Washed out roads and watery basements: Okanagan residents brace for more floods
12 evacuation orders and 11 evacuation alerts are already in place across province
Rivers and creeks continue to swell across B.C. as emergency officials warn flooding conditions could worsen next week.
As of Thursday, 12 evacuation orders and 11 evacuation alerts were in place across the province.
In the small recreational community of Tulameen, about 26 kilometres northwest of the town of Princeton, residents have been asked to be ready to leave on short notice.
The local fire department has been working to drain water that has seeped into backyards, crawl spaces and damaged basements.
The area has been under a state of emergency since Sunday, when 148 homeowners were told to evacuate. Residents in 15 of those properties are still unable to go home.
Fire Chief Jody Woodford says the community floods each spring, but this year, the large snow pack — which is 150 per cent above normal — makes it difficult to predict what's next.
"And we haven't even started with the spring melt," said Woodford.
Woodford pointed to the public beach area, where the parking lot is flooded.
"You can't see the picnic tables because they're all underneath the water," said Woodford.
Aerial footage captured by the Regional District of Okanagan-Similkameen shows the extent of the floods in the area.
B.C. wildfire fighters spent two days filling up gabion baskets — large metal cages filled with sand — while emergency officials set up aqua dams — water-filled tubes which create barriers — to keep back Otter Lake.
Residents say it's the first time they've received outside help.
'Now we're back in this situation'
In the small rural subdivision of Willowbrook, north of Oliver, residents have been feeling the aftermath of rising groundwater for some time.
A state of emergency was declared in late March following record high ground water elevations in this tranquil community, where the sound of birds fills the air.
More than 25,000 sandbags line a stream of water that runs alongside a row of houses.
Parts of the road have been dug up to make room for the water to escape, forcing some property owners to access their homes by foot via makeshift bridge crossings.
Some pastures in the area are flooded and filled with horse manure, forcing some residents to ask neighbours for a place to keep their horses.
For the past two weeks, Michelle Weisheit's family of four has been living in a neighbour's basement.
"We've no running water at our house right now.
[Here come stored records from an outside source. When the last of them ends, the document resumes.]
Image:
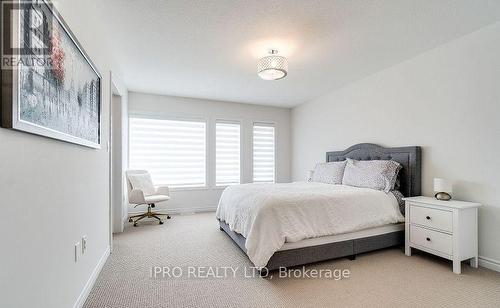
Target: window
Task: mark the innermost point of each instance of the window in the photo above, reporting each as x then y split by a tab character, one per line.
263	153
173	151
227	153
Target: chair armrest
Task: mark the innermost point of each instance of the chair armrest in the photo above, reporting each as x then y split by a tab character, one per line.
136	196
163	190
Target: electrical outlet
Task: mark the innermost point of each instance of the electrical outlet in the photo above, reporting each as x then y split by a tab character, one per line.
84	244
77	251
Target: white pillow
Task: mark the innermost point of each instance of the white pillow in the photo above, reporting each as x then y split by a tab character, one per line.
329	173
142	182
374	174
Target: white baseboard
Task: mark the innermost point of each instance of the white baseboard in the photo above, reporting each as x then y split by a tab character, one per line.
489	263
90	283
175	211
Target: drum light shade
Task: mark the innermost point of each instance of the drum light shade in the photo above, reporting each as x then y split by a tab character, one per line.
442	185
272	67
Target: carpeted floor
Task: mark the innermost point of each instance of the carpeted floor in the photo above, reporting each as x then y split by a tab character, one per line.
384	278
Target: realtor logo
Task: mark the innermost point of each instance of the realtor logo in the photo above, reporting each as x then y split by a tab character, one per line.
28	37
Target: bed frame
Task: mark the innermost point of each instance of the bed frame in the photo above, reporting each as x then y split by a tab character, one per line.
410	185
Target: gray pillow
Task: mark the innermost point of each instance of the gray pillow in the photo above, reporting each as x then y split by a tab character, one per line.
330	173
374	174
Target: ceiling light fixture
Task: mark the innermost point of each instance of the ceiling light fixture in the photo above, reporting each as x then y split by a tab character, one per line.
272	67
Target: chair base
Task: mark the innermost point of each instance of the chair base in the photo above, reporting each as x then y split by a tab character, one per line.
148	214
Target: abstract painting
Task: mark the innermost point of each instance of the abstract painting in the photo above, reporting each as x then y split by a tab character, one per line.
56	89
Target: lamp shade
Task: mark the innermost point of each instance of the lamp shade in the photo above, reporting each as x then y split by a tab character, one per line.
309	175
442	185
272	67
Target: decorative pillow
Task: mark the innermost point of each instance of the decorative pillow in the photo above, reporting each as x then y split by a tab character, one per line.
142	182
375	174
330	173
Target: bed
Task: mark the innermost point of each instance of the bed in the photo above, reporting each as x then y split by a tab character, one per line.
320	248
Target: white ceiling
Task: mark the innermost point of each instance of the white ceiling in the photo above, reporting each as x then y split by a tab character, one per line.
209	49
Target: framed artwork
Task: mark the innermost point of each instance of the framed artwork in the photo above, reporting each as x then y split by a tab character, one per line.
50	87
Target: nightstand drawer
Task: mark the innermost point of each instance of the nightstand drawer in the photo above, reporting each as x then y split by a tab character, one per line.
437	219
434	240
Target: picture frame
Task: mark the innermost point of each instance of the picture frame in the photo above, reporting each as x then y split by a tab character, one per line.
51	87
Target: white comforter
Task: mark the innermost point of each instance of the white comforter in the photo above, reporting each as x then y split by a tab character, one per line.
268	215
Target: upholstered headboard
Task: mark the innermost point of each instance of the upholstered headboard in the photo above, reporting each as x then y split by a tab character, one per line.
409	157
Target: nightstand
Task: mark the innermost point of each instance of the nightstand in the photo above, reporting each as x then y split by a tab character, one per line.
444	228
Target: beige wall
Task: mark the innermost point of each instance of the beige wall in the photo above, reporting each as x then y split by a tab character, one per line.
52	193
446	100
169	106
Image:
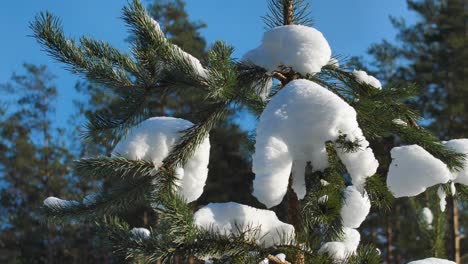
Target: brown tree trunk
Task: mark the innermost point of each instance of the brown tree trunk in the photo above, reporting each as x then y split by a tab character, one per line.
389	232
456	231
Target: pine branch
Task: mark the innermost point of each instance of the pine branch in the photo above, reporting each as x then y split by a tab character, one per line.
48	31
287	12
129	110
149	37
113	168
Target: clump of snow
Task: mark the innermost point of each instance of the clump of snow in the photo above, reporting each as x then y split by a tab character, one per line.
264	89
232	218
400	122
413	170
293	130
442	198
453	190
302	48
333	63
141	232
432	261
460	146
323	199
340	250
280	256
356	207
363	77
427	216
153	139
57	202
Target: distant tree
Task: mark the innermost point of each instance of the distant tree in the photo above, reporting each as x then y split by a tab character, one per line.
35	158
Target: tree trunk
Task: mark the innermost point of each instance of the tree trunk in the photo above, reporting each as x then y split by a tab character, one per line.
456	231
389	232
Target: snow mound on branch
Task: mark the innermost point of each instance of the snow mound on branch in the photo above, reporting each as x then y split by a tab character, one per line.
141	232
363	77
57	202
413	170
460	146
355	208
340	250
293	130
432	261
333	63
234	218
302	48
442	198
153	139
427	216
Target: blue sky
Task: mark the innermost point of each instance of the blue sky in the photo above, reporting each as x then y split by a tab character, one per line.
350	27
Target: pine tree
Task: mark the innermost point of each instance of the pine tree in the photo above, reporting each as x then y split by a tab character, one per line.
35	159
312	154
432	54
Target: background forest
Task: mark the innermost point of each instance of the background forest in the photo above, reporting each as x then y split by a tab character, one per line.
36	153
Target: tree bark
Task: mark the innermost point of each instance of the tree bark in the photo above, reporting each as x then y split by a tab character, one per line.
389	232
456	231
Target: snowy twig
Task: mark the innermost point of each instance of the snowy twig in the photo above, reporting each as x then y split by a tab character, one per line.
276	260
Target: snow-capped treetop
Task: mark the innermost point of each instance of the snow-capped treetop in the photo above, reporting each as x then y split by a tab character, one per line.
461	146
302	48
363	77
355	208
340	250
153	139
141	232
292	131
427	216
413	170
232	218
432	261
334	63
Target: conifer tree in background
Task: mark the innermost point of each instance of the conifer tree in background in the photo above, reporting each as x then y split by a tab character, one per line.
35	158
312	145
432	53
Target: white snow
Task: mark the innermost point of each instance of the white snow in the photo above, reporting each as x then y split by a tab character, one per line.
413	170
57	202
293	130
232	218
334	63
153	139
460	146
141	232
356	207
264	89
340	250
194	62
302	48
427	216
432	261
453	189
281	257
90	199
323	199
363	77
442	198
We can't use our septic," Wesheit said. Their own basement flooded for the second year in a row.
She said flooding could have been avoided, adding community members asked the province months ago to add and replace culverts.
Although a Ministry of Transportation report said larger culverts would be beneficial, this year's frozen ground conditions, followed by heavy early rainfall and subsequent runoff didn't allow the installations to be made.
"Nothing was done even though we urged them. Now we are back in this situation, that is what is the most upsetting," said Weisheit.
'Never seen it like this'
Further downstream from Willowbook, a flooded two-lane road has become a site to behold for local residents.
Gail Blidook grew up in the area. "It's very unusual. I've never seen it like this before," she said.
She and other residents come by Sportmens Bowl Road just off highway 97 to gauge how to best protect their own home.
People living in 17 properties have been ordered to evacuate.
In late April, the province temporarily closed Highway 97, so crews could install culverts in order to keep the water from crossing over to the highway.
Kelowna residents on edge
In Kelowna, where floods hit last spring, emergency officials are busy preparing.
Residents like Andre Borak and his neighbours, who are still feeling the pain of damaged basements, remain nervous.
"Everybody was flooded. So people are nervous right now, they are on edge," said Borak.
"Some people have already taken the precaution and pulled everything up. Some people have unfinished basements, so it's not a big deal but our neighbours next door just moved in and just renovated, so they're quite nervous."